It never fails . . . just before I'm about to preach, I get an extreme case of nervous butterflies in the pit of my stomach . . . the most painful anxiety headache that seems to pound with every drum beat played during praise and worship . . . the feel of cotton balls in my mouth even as I drink bottled water after bottled water . . . and I experience extreme doubt about what I'm supposed to say. Over and over in my mind I'm asking, "God are you sure this is it? God are you sure I heard you right?" Then once the sermon is over and I've resolved that I did as best I could . . . I may get a message from someone saying, "You know I been thinking all day about what you preached. It really got me to thinking."

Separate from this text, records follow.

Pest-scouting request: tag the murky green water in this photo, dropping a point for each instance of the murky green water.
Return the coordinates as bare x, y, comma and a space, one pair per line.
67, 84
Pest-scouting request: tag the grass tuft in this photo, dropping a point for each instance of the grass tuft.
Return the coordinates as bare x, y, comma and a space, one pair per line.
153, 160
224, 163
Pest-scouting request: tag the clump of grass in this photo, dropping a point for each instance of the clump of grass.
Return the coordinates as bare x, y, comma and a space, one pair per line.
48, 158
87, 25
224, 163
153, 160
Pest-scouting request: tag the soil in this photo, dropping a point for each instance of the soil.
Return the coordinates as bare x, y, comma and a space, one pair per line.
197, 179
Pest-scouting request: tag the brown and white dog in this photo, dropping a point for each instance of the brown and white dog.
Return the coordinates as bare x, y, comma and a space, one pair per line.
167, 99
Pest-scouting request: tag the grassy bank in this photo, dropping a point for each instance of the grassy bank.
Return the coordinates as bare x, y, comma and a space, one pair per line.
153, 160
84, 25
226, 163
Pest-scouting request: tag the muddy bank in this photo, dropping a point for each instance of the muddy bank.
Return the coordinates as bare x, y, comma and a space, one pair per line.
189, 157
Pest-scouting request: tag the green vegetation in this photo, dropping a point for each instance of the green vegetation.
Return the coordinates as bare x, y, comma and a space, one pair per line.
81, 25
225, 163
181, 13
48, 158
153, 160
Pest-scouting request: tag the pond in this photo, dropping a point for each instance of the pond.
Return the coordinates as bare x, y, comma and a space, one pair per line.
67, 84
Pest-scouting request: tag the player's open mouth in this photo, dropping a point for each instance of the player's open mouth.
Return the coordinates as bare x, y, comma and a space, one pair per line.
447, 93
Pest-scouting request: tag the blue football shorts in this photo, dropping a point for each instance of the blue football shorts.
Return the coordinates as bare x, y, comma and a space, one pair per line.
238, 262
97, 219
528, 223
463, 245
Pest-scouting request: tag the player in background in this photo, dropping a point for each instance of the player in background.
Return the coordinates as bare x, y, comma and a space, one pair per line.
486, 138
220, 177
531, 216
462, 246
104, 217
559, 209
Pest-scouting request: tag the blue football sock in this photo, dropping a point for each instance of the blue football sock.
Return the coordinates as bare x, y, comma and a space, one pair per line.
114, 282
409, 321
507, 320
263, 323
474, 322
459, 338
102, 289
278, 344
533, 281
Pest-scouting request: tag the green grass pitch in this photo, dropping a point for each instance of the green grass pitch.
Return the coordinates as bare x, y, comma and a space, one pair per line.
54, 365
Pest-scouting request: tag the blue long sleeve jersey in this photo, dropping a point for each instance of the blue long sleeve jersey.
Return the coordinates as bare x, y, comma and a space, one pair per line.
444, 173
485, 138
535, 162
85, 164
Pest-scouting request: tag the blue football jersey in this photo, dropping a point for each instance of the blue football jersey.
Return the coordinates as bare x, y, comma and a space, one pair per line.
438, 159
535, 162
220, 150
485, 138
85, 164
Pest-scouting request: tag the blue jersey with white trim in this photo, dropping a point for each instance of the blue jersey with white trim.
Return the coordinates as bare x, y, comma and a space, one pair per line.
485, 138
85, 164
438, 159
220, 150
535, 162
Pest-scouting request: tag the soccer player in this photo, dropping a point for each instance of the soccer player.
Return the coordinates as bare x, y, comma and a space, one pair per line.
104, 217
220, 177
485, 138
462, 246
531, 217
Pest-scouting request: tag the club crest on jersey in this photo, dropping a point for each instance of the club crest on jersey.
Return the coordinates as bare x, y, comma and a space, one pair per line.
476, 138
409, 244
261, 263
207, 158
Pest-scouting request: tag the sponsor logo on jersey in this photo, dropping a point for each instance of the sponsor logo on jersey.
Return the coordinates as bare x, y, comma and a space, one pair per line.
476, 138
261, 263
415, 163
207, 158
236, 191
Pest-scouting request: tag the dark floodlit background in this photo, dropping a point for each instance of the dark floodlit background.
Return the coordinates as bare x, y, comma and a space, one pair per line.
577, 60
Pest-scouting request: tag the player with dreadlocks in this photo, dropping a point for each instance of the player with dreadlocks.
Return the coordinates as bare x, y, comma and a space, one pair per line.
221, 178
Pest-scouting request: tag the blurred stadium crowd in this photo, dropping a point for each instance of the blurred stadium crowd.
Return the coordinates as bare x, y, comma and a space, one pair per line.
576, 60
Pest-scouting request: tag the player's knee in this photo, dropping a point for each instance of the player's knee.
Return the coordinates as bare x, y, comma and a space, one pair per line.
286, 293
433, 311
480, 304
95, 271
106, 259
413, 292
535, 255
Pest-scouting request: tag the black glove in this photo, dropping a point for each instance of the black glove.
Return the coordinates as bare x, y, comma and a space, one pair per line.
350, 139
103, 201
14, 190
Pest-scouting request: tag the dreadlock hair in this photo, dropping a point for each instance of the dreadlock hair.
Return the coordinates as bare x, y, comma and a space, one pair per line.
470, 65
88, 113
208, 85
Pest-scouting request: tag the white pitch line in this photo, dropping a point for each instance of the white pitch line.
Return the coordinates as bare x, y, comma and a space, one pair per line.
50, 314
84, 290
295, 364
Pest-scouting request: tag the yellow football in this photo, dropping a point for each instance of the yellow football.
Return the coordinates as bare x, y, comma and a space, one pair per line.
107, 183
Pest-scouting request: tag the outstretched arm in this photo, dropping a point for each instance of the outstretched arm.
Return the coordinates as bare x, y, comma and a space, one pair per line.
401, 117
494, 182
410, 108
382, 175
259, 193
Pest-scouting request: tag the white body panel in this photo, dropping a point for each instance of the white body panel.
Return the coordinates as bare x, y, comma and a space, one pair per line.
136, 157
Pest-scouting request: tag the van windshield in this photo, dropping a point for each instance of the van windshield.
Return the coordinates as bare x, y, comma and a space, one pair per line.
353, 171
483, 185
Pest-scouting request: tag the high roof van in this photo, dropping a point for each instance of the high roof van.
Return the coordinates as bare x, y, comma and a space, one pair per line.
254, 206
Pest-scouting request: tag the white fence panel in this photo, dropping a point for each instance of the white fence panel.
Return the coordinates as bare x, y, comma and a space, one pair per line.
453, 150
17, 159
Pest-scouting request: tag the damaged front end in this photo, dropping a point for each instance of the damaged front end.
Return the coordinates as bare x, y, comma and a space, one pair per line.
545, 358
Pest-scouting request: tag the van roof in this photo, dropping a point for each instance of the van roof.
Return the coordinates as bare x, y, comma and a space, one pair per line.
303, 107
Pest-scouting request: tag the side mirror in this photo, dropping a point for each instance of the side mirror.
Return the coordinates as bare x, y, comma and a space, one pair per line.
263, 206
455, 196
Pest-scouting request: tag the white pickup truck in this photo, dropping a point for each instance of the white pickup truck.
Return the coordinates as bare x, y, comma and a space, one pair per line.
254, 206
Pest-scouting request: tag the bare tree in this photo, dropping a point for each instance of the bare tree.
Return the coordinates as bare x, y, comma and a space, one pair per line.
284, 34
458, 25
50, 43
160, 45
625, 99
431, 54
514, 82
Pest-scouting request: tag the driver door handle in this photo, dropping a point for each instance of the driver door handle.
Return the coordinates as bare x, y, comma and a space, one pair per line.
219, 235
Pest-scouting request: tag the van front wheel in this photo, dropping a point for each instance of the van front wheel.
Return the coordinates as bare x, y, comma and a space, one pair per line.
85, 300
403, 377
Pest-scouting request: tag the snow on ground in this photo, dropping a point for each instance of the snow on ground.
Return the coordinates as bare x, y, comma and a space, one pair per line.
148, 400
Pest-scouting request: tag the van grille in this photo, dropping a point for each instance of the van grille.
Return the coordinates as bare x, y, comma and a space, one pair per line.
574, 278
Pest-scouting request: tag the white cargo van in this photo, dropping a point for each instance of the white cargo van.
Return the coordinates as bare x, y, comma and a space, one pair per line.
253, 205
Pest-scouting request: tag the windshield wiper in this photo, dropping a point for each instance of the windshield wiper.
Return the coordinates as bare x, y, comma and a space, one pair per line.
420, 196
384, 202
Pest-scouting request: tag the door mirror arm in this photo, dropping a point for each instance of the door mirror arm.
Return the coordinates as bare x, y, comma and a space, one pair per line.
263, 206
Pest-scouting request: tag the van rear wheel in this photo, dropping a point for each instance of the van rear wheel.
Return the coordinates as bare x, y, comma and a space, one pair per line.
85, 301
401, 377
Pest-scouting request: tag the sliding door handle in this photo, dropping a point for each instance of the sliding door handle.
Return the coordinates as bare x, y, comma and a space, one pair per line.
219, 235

That's what happened on Sunday. After pulling an all-nighter and part of the morning trying to get the sermon written, I learn later in the day that my sermon, "How hungry are you?" was on target. I learn that the lectionary text, Luke 9:51-62 which was planned some years ago, was just what needed to be preached on this particular Sunday. Funny how that works. It was just the text -- one that deals with the issue of discipleship -- that the people needed to hear. . . that I needed to hear. I was already pretty confident that it was a message for one of the churches, as earlier in the week, I saw signs of what John in Revelation calls a "lukewarm" congregation. I learned that if some of the dedicated few -- which are 3 or 4 could not or would not be making Bible Study, then Bible Study wouldn't happen.
Admittedly, my spirit grieved that day as I cried over whether the people were really interested in going to the next level in their Christian walk. I was thinking here was an opportunity to up the ante. . . to get a better handle on this Christianity thing . . . and they didn't have time. Other issues were more of a priority. What I had heard them speak seemed contrary to their actions. When given the opportunity to "follow Jesus" as the text says, here they were offering excuses. I knew right then I needed to tackle the issue on Sunday. But as I shared, I had no idea if it would resonate. . . no idea of the people would think me too harsh . . . no idea of what to expect.
Then later in the day after I had preached two services . . . after I was winding down and going over the coming week . . .I get an instant message from one of the congregants saying how moved she was by the message. . . so much so that she posted on her Facebook status: "I'm hungry for a mighty move of God . . . use me Lord any way you choose!"
Unbeknowest to her, God had already done so. Her worldwide posting was my confirmation that I had done as God had requested . . . that the nervous butterflies in the pit of my stomach . . . the head-pounding headache . . . and feel of cotton balls mouth . . . and extreme doubts about what I had heard . . . was not for naught.
It was just as God had ordained.
On to next Sunday.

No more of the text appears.